Image super-resolution (SR) is widely used on mobile devices to enhance user experience. However, neural networks used for SR are computationally expensive, posing challenges for mobile devices with limited computing power. A viable solution is to use heterogeneous processors on mobile devices, especially the specialized hardware AI accelerators, for SR computations, but the reduced arithmetic precision on AI accelerators can lead to degraded perceptual quality in upscaled images. To address this limitation, in this paper we present SR For Your Eyes (FYE-SR), a novel image SR technique that enhances the perceptual quality of upscaled images when using heterogeneous processors for SR computations. FYE-SR strategically splits the SR model and dispatches different layers to heterogeneous processors, to meet the time constraint of SR computations while minimizing the impact of AI accelerators on image quality. Experiment results show that FYE-SR outperforms the best baselines, improving perceptual image quality by up to 2×, or reducing SR computing latency by up to 5.6× with on-par image quality.

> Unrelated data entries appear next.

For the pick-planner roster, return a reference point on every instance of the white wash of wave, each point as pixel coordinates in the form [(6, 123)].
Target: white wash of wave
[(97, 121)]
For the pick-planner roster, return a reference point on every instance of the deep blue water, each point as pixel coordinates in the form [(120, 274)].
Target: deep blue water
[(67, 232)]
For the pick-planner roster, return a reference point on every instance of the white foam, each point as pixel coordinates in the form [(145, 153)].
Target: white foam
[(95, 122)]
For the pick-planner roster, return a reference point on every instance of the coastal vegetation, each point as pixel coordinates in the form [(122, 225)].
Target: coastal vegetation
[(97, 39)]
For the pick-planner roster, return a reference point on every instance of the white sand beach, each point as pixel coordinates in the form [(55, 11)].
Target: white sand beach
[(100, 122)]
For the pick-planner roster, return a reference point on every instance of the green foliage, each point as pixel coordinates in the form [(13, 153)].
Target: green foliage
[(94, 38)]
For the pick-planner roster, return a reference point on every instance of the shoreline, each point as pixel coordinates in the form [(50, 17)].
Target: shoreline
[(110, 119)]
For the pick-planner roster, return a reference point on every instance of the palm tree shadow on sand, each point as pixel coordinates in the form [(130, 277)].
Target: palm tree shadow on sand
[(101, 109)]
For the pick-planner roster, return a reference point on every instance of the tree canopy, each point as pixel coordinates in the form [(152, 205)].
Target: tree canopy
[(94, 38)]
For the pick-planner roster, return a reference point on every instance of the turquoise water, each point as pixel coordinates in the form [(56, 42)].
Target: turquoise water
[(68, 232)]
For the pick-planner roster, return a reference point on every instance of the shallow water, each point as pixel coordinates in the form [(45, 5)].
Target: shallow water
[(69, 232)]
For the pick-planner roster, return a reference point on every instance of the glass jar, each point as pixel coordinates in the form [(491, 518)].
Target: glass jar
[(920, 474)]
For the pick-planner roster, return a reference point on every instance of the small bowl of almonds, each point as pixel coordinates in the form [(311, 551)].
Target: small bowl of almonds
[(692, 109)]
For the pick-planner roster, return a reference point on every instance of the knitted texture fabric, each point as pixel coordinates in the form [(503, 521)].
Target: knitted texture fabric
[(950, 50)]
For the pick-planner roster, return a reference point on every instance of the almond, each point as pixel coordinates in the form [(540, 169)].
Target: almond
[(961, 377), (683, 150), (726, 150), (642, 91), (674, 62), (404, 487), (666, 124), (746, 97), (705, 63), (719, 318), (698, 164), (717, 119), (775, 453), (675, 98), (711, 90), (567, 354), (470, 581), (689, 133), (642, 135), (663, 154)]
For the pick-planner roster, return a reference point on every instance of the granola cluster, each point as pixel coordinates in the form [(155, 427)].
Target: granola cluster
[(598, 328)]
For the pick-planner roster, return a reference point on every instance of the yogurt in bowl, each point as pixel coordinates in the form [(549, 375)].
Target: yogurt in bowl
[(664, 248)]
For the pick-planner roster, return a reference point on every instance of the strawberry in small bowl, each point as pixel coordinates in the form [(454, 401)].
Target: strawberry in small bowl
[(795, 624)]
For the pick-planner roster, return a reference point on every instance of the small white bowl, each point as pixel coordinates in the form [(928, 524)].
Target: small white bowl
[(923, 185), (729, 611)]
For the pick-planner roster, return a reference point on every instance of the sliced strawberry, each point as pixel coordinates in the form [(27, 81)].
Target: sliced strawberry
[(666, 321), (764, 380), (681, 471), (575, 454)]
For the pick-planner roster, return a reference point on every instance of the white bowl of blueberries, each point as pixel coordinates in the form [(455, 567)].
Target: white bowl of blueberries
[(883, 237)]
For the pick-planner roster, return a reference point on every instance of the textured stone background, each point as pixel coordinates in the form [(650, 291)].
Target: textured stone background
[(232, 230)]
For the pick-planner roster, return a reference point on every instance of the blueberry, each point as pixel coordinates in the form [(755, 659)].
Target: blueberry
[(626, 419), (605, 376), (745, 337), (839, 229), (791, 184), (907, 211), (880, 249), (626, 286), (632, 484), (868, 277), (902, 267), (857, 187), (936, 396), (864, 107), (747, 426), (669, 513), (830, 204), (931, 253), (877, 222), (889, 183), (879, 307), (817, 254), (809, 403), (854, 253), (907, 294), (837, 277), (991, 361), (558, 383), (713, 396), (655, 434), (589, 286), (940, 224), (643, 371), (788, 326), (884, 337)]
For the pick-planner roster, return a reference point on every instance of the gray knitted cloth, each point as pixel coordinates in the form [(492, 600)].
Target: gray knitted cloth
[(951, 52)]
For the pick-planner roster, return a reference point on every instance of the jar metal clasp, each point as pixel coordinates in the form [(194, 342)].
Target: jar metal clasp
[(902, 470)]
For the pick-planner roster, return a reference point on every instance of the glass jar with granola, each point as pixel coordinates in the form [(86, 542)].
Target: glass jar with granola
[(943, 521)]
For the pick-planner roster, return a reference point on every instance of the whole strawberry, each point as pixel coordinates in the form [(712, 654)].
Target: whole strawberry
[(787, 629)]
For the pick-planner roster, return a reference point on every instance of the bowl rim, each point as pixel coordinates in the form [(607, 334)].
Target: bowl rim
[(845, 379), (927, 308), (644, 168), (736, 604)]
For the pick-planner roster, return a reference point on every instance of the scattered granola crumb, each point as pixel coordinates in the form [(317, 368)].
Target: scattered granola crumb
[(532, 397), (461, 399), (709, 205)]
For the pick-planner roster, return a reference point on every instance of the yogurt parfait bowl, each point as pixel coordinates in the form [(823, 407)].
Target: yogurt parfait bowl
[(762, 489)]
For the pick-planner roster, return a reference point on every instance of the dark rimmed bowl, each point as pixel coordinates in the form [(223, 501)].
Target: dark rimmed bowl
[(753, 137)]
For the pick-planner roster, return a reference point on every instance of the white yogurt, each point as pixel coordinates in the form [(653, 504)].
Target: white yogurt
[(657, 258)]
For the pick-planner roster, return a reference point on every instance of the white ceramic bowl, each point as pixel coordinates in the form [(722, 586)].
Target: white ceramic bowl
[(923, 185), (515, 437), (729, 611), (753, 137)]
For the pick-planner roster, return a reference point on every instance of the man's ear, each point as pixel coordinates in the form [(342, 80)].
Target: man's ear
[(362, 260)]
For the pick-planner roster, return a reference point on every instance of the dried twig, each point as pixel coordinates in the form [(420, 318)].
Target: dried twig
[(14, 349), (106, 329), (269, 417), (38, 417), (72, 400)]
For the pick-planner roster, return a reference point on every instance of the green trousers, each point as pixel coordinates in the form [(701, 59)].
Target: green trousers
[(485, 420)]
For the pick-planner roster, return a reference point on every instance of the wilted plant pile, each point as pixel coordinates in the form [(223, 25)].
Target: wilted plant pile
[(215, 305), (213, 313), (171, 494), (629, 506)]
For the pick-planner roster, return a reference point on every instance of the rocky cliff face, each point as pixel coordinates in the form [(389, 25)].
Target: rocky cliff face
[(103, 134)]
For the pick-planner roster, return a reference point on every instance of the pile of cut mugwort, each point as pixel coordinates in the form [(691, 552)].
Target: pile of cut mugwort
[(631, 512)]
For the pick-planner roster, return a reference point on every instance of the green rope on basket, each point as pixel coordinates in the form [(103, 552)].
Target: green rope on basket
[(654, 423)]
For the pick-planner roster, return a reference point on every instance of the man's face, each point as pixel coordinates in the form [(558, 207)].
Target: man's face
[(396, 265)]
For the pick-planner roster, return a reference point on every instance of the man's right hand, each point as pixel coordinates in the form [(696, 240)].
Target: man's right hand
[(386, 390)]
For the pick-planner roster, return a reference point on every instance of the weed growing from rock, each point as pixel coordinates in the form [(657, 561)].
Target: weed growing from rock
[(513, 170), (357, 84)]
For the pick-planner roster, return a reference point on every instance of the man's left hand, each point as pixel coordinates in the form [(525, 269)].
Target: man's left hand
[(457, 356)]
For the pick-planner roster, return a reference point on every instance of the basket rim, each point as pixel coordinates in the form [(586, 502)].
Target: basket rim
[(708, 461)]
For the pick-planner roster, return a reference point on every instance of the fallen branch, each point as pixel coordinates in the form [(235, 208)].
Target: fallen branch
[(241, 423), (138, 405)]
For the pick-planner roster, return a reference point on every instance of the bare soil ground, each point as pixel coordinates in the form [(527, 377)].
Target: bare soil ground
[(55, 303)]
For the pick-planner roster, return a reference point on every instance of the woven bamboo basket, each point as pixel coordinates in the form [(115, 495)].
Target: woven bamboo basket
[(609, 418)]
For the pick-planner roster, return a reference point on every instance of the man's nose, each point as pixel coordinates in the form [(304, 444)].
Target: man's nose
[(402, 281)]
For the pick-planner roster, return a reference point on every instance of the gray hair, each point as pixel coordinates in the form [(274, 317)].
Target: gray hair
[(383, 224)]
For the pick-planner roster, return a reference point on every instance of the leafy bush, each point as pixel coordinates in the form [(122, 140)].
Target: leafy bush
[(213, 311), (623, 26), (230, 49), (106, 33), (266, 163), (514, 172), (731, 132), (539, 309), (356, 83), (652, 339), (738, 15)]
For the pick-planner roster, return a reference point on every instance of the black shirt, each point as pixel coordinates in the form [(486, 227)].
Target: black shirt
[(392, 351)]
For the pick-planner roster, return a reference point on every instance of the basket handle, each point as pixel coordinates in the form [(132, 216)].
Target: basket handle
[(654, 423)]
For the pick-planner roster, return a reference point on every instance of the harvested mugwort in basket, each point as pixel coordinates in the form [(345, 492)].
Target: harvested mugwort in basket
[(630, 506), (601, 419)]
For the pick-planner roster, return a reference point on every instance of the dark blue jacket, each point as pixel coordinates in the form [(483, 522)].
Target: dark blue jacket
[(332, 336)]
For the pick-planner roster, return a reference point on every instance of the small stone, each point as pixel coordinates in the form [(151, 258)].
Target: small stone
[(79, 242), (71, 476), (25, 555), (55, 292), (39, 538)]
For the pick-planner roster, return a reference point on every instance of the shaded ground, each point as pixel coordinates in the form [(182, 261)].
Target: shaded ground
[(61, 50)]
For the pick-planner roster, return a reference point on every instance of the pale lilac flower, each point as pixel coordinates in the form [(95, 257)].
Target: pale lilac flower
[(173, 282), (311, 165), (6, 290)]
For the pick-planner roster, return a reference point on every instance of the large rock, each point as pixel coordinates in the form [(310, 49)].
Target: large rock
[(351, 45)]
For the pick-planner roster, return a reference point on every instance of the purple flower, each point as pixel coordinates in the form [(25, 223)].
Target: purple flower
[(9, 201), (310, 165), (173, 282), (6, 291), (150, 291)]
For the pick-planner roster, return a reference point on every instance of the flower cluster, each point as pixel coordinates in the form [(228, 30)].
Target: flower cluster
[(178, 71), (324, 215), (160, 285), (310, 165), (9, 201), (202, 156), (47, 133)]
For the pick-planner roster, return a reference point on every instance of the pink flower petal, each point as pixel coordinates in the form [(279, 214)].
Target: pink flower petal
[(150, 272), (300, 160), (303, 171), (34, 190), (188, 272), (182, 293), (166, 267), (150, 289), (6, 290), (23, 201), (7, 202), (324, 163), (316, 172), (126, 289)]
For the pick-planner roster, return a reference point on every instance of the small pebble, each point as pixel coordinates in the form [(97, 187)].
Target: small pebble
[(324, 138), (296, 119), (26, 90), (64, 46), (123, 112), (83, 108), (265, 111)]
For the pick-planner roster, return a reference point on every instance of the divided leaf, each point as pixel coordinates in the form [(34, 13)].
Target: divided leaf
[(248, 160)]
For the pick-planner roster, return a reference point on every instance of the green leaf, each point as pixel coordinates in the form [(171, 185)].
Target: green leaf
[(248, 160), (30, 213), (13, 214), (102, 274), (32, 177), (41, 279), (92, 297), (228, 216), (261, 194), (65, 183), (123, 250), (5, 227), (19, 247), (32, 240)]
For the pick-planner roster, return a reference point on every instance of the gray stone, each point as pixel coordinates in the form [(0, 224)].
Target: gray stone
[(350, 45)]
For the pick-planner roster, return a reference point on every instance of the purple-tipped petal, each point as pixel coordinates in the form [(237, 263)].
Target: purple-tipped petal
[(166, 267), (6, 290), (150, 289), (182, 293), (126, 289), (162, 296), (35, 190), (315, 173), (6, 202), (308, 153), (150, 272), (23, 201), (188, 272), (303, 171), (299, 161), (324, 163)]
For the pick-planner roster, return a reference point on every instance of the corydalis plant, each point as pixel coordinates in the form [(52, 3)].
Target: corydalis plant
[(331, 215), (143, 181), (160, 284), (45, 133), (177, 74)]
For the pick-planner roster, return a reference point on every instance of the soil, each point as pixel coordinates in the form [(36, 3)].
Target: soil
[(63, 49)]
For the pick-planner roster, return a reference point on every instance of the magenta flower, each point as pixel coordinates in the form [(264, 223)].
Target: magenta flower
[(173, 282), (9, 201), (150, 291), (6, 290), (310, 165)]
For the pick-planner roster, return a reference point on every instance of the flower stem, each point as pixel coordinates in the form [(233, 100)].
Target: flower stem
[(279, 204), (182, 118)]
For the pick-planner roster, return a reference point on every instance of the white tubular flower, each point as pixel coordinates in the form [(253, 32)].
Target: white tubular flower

Recent SOTA Image Super-Resolution (SR) techniques are mainly based on Neural networks (NNs) that can better capture such non-linearity and hence improve the image quality. However, NN-based SR models are computationally expensive for mobile devices with limited computing power. A better alternative is to involve specialized hardware AI accelerators that have been readily available in mobile SoCs, such as Neural Processing Units (NPUs), in addition to traditional processors (e.g., CPU and GPU) for faster inference. However, their use of fixed-point arithmetic could result in low quality in upscaled images when being applied to regression-based SR task.
To mitigate such image quality drop, existing schemes split input images into small patches and dispatch these patches to traditional processors and AI accelerators. However, when upscaled patches are re-stitched to form a complete image, such image-based split of SR computations often leads to color mismatch and visual inconsistency across image patches, as shown in the figure below. This inconsistency may not impact the structural image quality with a small portion of mismatching patches , but can largely affect the human perception of images.
Our work addresses the visual inconsistency
in upscaled images by introducing a new procedure-based
approach to splitting SR computations among heterogeneous
processors, as opposed to the traditional image-based split-
ting. As shown below, We split the SR model and adaptively
dispatch different NN layers of the SR model to heterogeneous
processors, according to the computing complexity
of these NN layers and how SR computations in these layers
are affected by the reduced arithmetic precision. Our goal
is to maximize the utilization of AI accelerators within the
given time constraints on SR computations, while minimizing
their impact on perceptual image quality.
As shown in the figure above, our design of FYE-SR consists of three main modules. During the offline phase, we first use a SR Timing Profiler to measure the computing latencies of SR model’s different NN layers on traditional processors (e.g., GPU) and AI accelerators (e.g., NPU), respectively. Then, knowledge about such latencies will be used to train a Model Split Learner to solve Eq. (2) for the optimal split of SR model.
During the online phase, FYE-SR enforces such model split, and uses a Data Format Converter to convert the intermediate feature maps into the right data formats (e.g., INT8 and FP32) for properly switching SR computations be- tween heterogeneous processors.
As shown in the figures below, compared to other SOTA image SR approaches, our method could reach the overall optimal result considering both the structual image quality and perceptual quality, while meeting the preset deadline requirement.
Looking into the output images, FYE-SR can effectively suppress the distortions and visual inconsistency at detailed objects (windows on buildings).